Turn on the News
Selections from the Archive
In this month’s interview Columbia University journalism professor Sheila Coronel talks about the challenges the news media face today: consolidation of ownership, competition with online influencers, and accusations from the White House that they are an “enemy of the people.” The Sun’s founder, Sy Safransky, left the newspaper business in the 1960s in pursuit of what he called the “real truth,” which he felt was bigger than the day’s news, and the magazine he started has largely reflected that view. But that hasn’t stopped our authors over the years from reflecting on the role of journalism or the importance of a free press.
Our trip through the archives starts with Derrick Jensen and author Robert McChesney discussing how journalism became big business and major corporations sought to control what we read and heard at the end of the twentieth century.
Next, translator Nasrin Alavi shares the voices of Iranians who, in the early 2000s, fought back against their government’s oppression by sharing their writing online.

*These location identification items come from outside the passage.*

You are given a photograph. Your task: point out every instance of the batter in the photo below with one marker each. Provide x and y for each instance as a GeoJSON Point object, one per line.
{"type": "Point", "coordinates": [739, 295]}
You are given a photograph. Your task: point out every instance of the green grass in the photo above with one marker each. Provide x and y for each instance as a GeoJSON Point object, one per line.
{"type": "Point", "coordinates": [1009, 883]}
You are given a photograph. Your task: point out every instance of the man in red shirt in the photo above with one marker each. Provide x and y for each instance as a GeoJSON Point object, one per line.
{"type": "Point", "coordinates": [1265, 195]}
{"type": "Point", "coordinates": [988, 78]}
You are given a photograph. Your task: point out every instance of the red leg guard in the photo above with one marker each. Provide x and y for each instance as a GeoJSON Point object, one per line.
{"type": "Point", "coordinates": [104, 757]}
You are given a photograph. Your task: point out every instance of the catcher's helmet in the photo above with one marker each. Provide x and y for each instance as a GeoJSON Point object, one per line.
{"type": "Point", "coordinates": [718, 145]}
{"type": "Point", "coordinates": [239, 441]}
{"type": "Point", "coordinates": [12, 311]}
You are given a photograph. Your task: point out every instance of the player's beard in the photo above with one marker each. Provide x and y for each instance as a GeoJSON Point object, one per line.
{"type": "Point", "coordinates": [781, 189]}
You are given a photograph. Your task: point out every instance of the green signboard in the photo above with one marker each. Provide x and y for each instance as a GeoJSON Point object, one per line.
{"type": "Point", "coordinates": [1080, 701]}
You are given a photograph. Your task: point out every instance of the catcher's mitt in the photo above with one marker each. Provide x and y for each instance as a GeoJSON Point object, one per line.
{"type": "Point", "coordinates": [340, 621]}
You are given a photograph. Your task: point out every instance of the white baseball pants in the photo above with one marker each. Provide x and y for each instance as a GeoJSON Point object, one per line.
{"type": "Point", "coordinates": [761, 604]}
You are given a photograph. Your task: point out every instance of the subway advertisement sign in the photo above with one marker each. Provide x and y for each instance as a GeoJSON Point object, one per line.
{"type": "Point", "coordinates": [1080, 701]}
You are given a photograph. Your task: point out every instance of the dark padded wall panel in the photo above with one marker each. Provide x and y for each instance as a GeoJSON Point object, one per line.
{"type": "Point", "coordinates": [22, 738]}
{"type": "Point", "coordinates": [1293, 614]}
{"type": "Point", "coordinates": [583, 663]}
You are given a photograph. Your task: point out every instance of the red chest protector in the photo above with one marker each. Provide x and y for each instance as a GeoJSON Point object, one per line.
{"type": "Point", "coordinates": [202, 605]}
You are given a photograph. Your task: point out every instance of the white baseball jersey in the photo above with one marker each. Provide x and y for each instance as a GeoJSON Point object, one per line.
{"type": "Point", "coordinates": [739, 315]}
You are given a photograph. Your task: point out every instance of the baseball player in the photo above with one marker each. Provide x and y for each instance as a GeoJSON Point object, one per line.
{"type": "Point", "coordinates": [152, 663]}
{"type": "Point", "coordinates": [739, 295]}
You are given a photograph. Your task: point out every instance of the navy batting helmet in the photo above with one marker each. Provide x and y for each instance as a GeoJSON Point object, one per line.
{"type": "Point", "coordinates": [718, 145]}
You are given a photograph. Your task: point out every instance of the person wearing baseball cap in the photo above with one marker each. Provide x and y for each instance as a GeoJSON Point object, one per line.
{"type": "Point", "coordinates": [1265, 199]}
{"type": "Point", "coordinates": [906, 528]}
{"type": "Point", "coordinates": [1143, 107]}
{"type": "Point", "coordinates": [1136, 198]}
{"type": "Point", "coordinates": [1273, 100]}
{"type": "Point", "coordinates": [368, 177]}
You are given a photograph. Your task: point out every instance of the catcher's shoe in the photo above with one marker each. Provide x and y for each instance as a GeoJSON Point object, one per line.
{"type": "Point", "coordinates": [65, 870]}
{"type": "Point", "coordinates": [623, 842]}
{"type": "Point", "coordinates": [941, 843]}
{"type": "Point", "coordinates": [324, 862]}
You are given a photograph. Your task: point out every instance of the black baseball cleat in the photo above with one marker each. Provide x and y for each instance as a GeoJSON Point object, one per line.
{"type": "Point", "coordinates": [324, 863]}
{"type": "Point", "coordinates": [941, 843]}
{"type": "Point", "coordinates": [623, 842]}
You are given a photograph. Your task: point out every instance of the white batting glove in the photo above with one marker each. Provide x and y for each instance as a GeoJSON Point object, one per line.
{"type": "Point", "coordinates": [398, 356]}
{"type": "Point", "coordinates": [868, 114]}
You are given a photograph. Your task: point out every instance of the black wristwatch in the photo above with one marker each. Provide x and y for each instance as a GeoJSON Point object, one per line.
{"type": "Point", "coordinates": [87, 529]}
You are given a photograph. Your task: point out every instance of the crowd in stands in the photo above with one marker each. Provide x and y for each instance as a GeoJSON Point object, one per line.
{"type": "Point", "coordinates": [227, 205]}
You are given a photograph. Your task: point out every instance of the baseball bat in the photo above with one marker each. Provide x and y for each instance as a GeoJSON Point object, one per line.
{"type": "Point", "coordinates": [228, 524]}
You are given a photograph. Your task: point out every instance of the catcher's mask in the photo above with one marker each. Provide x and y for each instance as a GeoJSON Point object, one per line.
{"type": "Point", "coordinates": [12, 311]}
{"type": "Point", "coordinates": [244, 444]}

Then poet Tony Hoagland writes in 2016 about the effect an endless diet of Fox News had on his elderly father.
Stephen J. Lyons gives us a glimpse of what it was like to (try to) make a living writing for magazines and newspapers in the late 1990s.
And, finally, Sy Safransky offers his thoughts on the nature of journalism in the Watergate era, revealing some of the skepticism that had led him to start The Sun just two years earlier.
We hope you enjoy this multifaceted examination of the media and journalism.
Take care and read well,
Andrew Snee, Managing Editor
Free Press for Sale: How Corporations Have Bought the First Amendment
September 2000“What does it mean for democracy . . . when a small elite determines the information the rest of us receive about the world? Though every new technology—from radio to television to the internet—has held out the promise of increased democratization, in the end it’s those in control of the medium who have determined what stories get told. In other words: freedom of the press belongs to the person who owns one.”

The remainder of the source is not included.